Property-sector composition of regions and global market

Market Distribution and Rankings

The Americas now represent 42.7% of the global market, followed by EMEA (30.7%) and APAC (26.6%).

Top 5 markets:

  • United States – $4.9T
  • China – $962B
  • United Kingdom – $891B
  • Japan – $783B
  • Germany – $675B

Among the 38 markets analyzed:

  • 31 shrank, including major economies like Germany, Japan, and Canada.
  • 6 grew, including Singapore, Poland, and Thailand.
  • The US gained 113 basis points in global market share despite a slight nominal decline.
Estimates of regional market size

Listed vs. Unlisted Market Composition

MSCI’s breakdown reveals:

  • Unlisted real estate accounts for $7.7 trillion (61.4%)
  • Listed real estate, including REITs and REOCs, represents $4.8 trillion

Commingled real estate funds made up nearly $3.5 trillion, with:

  • Core strategies dominant at 37.0%
  • Nearly equal splits between open-ended (46.7%) and closed-ended (46.6%) structures
Market size by portfolio type

A Transparency and Liquidity Challenge

The report also correlates market size with transparency, using JLL’s Global Real Estate Transparency Index. More transparent markets like the US, U.K., and Singapore tend to have larger market shares.

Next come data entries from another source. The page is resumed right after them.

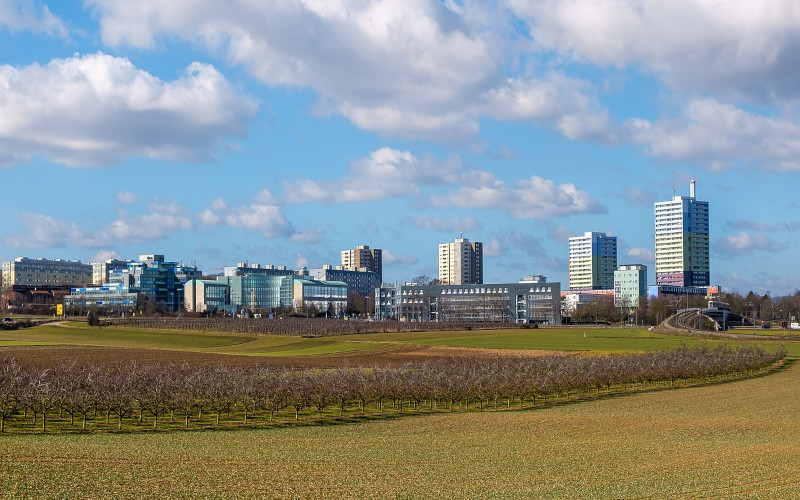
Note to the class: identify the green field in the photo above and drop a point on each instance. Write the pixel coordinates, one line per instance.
(561, 339)
(730, 440)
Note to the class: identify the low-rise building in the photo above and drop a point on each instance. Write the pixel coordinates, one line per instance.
(206, 296)
(37, 272)
(112, 299)
(523, 302)
(361, 281)
(324, 296)
(101, 270)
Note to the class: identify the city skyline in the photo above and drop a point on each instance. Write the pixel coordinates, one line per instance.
(285, 133)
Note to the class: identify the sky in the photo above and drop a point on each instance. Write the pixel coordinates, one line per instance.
(282, 132)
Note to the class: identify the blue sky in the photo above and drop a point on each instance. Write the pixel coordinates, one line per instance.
(284, 132)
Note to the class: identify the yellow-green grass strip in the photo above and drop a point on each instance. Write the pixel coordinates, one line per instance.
(735, 440)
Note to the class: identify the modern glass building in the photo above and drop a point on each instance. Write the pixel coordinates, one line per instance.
(24, 271)
(524, 302)
(682, 241)
(159, 281)
(111, 299)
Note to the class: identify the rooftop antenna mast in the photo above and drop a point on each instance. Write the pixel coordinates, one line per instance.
(673, 182)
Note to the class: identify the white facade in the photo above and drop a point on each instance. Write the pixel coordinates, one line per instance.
(363, 258)
(630, 283)
(592, 261)
(681, 242)
(461, 262)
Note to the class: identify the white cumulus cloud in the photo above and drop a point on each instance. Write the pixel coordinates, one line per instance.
(98, 110)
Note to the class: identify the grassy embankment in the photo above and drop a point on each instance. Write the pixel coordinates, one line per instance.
(729, 440)
(589, 340)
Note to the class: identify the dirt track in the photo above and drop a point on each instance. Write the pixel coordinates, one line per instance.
(49, 356)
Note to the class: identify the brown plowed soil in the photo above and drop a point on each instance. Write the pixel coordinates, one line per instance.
(49, 356)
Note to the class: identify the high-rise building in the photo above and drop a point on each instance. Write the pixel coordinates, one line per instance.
(682, 241)
(592, 261)
(461, 262)
(630, 283)
(363, 258)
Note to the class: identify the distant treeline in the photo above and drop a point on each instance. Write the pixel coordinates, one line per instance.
(306, 327)
(129, 396)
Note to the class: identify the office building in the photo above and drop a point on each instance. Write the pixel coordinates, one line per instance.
(361, 282)
(682, 257)
(110, 298)
(363, 258)
(206, 296)
(159, 282)
(26, 272)
(461, 262)
(327, 297)
(245, 268)
(592, 261)
(523, 302)
(258, 292)
(630, 283)
(101, 270)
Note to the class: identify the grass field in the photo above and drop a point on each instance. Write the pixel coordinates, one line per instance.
(561, 339)
(730, 440)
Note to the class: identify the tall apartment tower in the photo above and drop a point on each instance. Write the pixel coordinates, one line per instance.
(592, 261)
(682, 241)
(362, 258)
(461, 262)
(630, 283)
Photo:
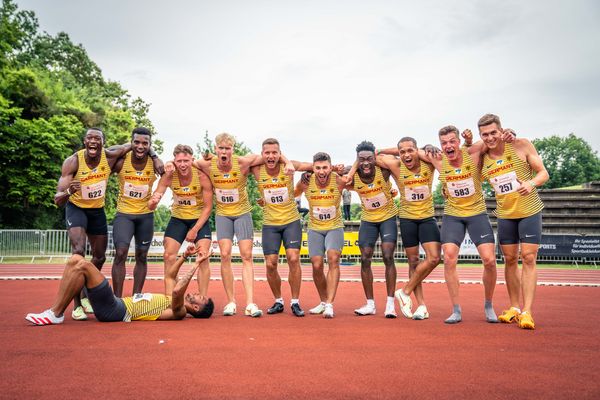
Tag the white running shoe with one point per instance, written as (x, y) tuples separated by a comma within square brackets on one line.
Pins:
[(390, 311), (421, 313), (253, 311), (405, 303), (44, 318), (229, 309), (87, 306), (319, 309), (78, 314), (365, 310)]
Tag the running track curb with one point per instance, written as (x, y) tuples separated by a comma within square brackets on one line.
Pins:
[(155, 278)]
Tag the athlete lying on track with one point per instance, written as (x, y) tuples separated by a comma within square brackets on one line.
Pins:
[(174, 304)]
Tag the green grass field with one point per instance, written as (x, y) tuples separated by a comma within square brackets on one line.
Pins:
[(258, 262)]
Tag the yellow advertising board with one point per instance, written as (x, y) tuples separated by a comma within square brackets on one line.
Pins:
[(350, 245)]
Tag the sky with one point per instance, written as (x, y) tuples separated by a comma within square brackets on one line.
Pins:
[(325, 75)]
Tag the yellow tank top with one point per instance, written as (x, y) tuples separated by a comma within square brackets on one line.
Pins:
[(145, 306), (278, 193), (93, 182), (463, 187), (324, 204), (135, 187), (502, 174), (375, 198), (230, 189), (416, 201), (187, 200)]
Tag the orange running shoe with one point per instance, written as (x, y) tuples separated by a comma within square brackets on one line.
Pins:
[(525, 321), (509, 316)]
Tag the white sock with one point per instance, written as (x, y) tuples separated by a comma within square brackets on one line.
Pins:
[(390, 301)]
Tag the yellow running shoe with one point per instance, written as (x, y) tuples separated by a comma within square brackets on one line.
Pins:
[(525, 321), (509, 316)]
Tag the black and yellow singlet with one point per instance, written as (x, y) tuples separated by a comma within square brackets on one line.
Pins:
[(145, 306), (416, 201), (503, 173), (187, 200), (375, 198), (278, 194), (135, 187), (93, 182), (230, 189), (463, 187), (324, 204)]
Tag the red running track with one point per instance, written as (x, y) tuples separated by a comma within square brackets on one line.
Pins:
[(548, 276), (282, 356)]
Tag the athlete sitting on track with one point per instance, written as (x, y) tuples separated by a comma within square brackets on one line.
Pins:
[(172, 305)]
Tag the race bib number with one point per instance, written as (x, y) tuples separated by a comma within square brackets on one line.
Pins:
[(506, 183), (416, 193), (141, 297), (324, 213), (276, 196), (464, 188), (93, 191), (135, 191), (185, 200), (375, 202), (227, 196)]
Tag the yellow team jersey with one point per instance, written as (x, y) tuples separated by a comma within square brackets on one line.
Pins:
[(375, 198), (145, 306), (230, 189), (187, 200), (93, 182), (502, 174), (463, 187), (416, 200), (278, 194), (324, 204), (135, 187)]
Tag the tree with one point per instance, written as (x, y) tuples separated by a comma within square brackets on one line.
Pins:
[(239, 149), (50, 92), (569, 160)]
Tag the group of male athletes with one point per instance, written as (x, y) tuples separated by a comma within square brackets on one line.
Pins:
[(510, 164)]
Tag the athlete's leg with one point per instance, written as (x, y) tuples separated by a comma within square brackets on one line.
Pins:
[(118, 270), (248, 269), (123, 232), (144, 231), (529, 276), (295, 274), (273, 277), (226, 271), (366, 273), (76, 274), (512, 273), (204, 268), (413, 284), (319, 277), (387, 250), (98, 244), (333, 274), (140, 270), (450, 274), (487, 252), (77, 237), (171, 247)]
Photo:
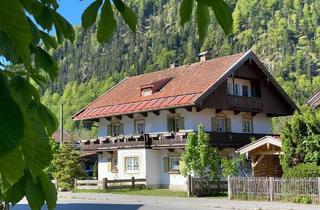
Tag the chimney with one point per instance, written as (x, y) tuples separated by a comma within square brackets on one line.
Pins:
[(172, 66), (203, 56)]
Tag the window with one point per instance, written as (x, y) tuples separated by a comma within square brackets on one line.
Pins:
[(132, 164), (245, 90), (115, 129), (114, 165), (236, 89), (175, 124), (230, 91), (139, 126), (247, 125), (174, 163), (146, 92), (221, 124)]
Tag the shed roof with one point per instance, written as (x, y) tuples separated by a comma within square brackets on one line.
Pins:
[(266, 140)]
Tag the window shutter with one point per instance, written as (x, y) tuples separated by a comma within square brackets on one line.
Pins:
[(166, 164), (109, 133), (181, 166), (181, 123), (170, 124), (228, 124), (213, 123), (121, 129), (109, 165)]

Turnover ratios — a proxy for liquidity — rose to 6.2% globally, up from 4.0% in 2023. Malaysia (12.8%), South Korea (11.3%), and Spain (10.1%) posted the highest turnover ratios.

Why it Matters

The report offers a sobering view of how macroeconomic pressures, currency volatility, and evolving asset class preferences are reshaping global real estate. For institutional investors, this data supports portfolio allocation strategies, cross-border investment decisions, and risk modeling.

What’s Next

The inclusion of India, growing investor interest in industrial and residential sectors, and the resilience of listed markets suggest that while the global real estate market is contracting, its composition and regional dynamics are shifting rapidly.

According to MSCI, ongoing data transparency and refined sector analysis will be critical for navigating an increasingly complex global property landscape.